The captain frowned. ‘Yes?’
‘The Stephaniturm’s about to be ’ijacked.’
Kohlmeyer gave a wry smile.
‘Oh, come on, Mr Cox – Mike, may I call you Mike? Hijacked? Out here?’
‘It’s no joke. There’s a bunch of people waiting out there right now. I must ask you to contact Aberdeen right away and ask for ’elp.’
‘Help? This is really ridiculous. What help? Against what? Who?’
‘I’m ready to tell you . . . but I want something in return. And for that you’ll ’ave to contact Aberdeen. And London. And Moscow.’
Kohlmeyer
nodded, but still forced a smile.
‘Mike. This is really very amateur. Are you yourself a hijacker, perhaps, and you wish to hold us all to ransom? A foolish joke, if I may say so . . .’
‘I’m quite serious, sir.’
‘Then you are crazy. You think I should take you seriously? You say you’re part of an attempt to hijack . . .’
‘It ain’t me, sir. I’m not organizing it. But I did ’ave a role to play. I know what I’m talking about. I’m cut in on the share of the proceeds. But now I want to tell you about it, and stop it.’
‘Then please’ – there was no smile left on Kohlmeyer’s face – ‘do so.’
‘Not yet. As I said, I need to have a guarantee of my own security afterwards, I need enough money to last me and I need my freedom.’
‘You are serious.’ But Mike could see he was still being humoured. ‘I have to understand,’ the captain went on, as if playing for time. ‘Why don’t you let them go ahead?’
‘I got to thinking. I was told I’d be all right. I was told you’d all be all right, too. But now I’m not so sure. I don’t want to take that risk. They could just as easy blow this ship out the water.’
‘I see. Rather late to think about that, is it not?’

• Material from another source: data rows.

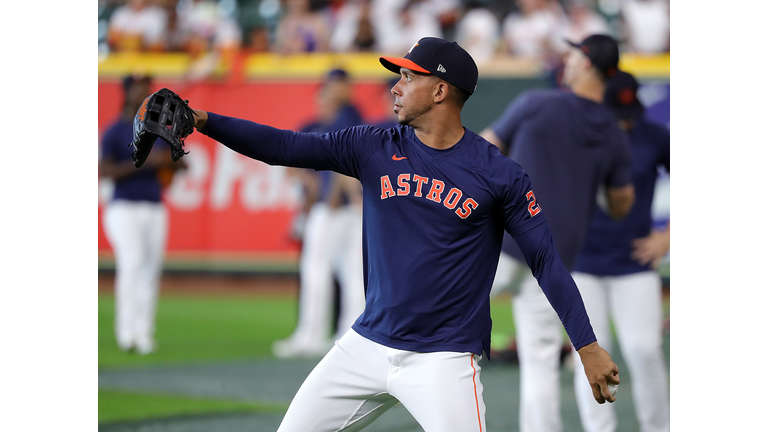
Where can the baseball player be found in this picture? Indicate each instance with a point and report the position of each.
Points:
(436, 199)
(135, 222)
(615, 273)
(331, 238)
(570, 146)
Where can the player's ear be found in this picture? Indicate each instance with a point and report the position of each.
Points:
(441, 91)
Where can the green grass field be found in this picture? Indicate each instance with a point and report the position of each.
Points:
(203, 328)
(209, 328)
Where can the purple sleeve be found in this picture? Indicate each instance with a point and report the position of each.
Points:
(664, 143)
(556, 282)
(342, 151)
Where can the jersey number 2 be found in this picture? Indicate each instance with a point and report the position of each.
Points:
(533, 208)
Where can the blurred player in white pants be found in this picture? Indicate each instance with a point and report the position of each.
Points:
(331, 236)
(135, 222)
(137, 233)
(570, 146)
(616, 275)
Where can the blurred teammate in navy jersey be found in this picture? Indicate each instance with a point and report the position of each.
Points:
(570, 146)
(136, 221)
(331, 232)
(616, 273)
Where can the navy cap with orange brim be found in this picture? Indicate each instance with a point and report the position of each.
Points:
(602, 51)
(435, 56)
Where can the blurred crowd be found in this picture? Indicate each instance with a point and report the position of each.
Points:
(487, 29)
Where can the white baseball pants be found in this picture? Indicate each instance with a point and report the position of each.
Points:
(634, 304)
(333, 244)
(539, 336)
(358, 380)
(137, 232)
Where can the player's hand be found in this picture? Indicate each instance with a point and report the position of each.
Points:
(600, 370)
(652, 249)
(200, 119)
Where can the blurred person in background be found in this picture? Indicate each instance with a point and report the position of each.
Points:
(303, 28)
(582, 22)
(400, 22)
(528, 32)
(203, 27)
(570, 146)
(616, 273)
(136, 221)
(331, 234)
(353, 27)
(646, 25)
(478, 31)
(138, 25)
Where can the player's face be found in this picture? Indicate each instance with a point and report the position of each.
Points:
(413, 96)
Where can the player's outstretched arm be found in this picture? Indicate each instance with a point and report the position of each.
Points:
(561, 291)
(600, 370)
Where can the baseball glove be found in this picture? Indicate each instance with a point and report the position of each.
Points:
(165, 115)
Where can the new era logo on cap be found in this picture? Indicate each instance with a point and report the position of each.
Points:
(436, 55)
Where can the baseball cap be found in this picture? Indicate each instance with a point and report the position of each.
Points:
(602, 51)
(446, 60)
(621, 96)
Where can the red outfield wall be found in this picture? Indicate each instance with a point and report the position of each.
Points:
(226, 205)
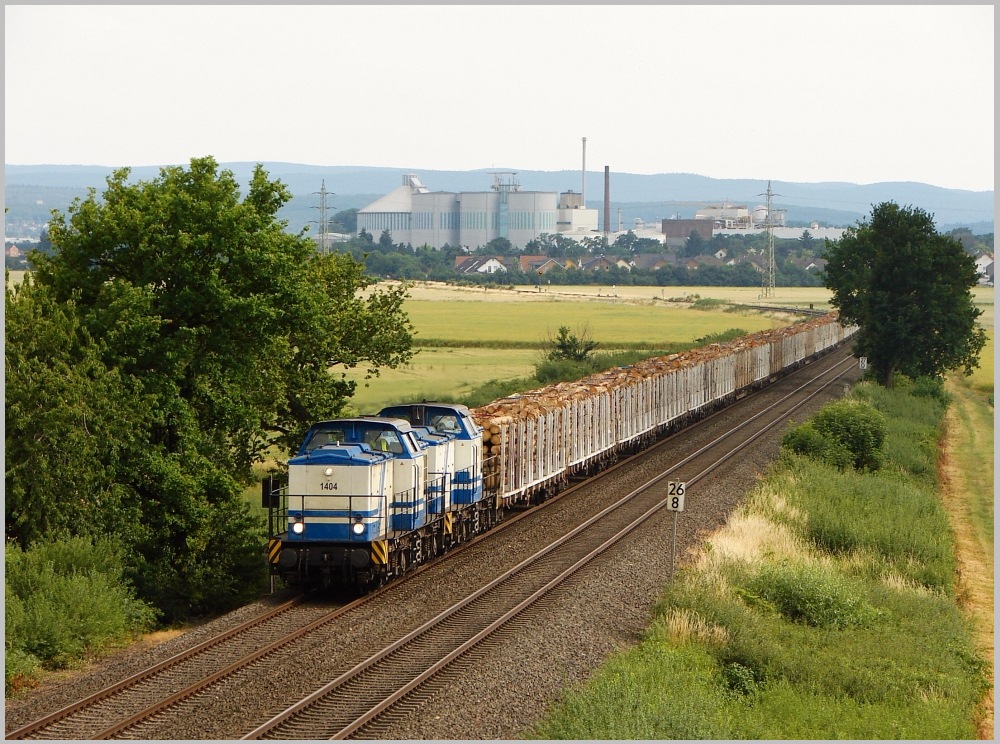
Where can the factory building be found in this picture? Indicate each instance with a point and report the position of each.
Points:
(413, 214)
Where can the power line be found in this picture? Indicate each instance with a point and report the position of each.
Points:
(323, 228)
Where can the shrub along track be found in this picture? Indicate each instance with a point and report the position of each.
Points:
(589, 619)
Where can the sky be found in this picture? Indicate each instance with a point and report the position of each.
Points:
(802, 93)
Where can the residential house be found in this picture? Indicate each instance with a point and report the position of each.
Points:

‘Look, we’re in a rush. I’ll tell you the details and someone’s got to take action. You’ll ’ave to talk to Aberdeen, and a whole lot of people in Britain and Russia will ’ave to talk to each other. See, I’ve been living this for weeks now. There is an organization back ’ome ready to help. But we’ve got to get the information through first. Now. So can we get on with the business?’
Now Kohlmeyer was beginning to waver. ‘I don’t know if I believe you. If you are not telling me the truth we have no business.’
Mike’s frustration suddenly became too much for him. ‘Of course I’m telling the bloody truth! You think I’d risk my position ’ere, my whole professional life, just for some sick joke? Look, you can’t afford not to believe me.’ His anger, his obvious conviction, broke through the last of Kohlmeyer’s reluctance to act.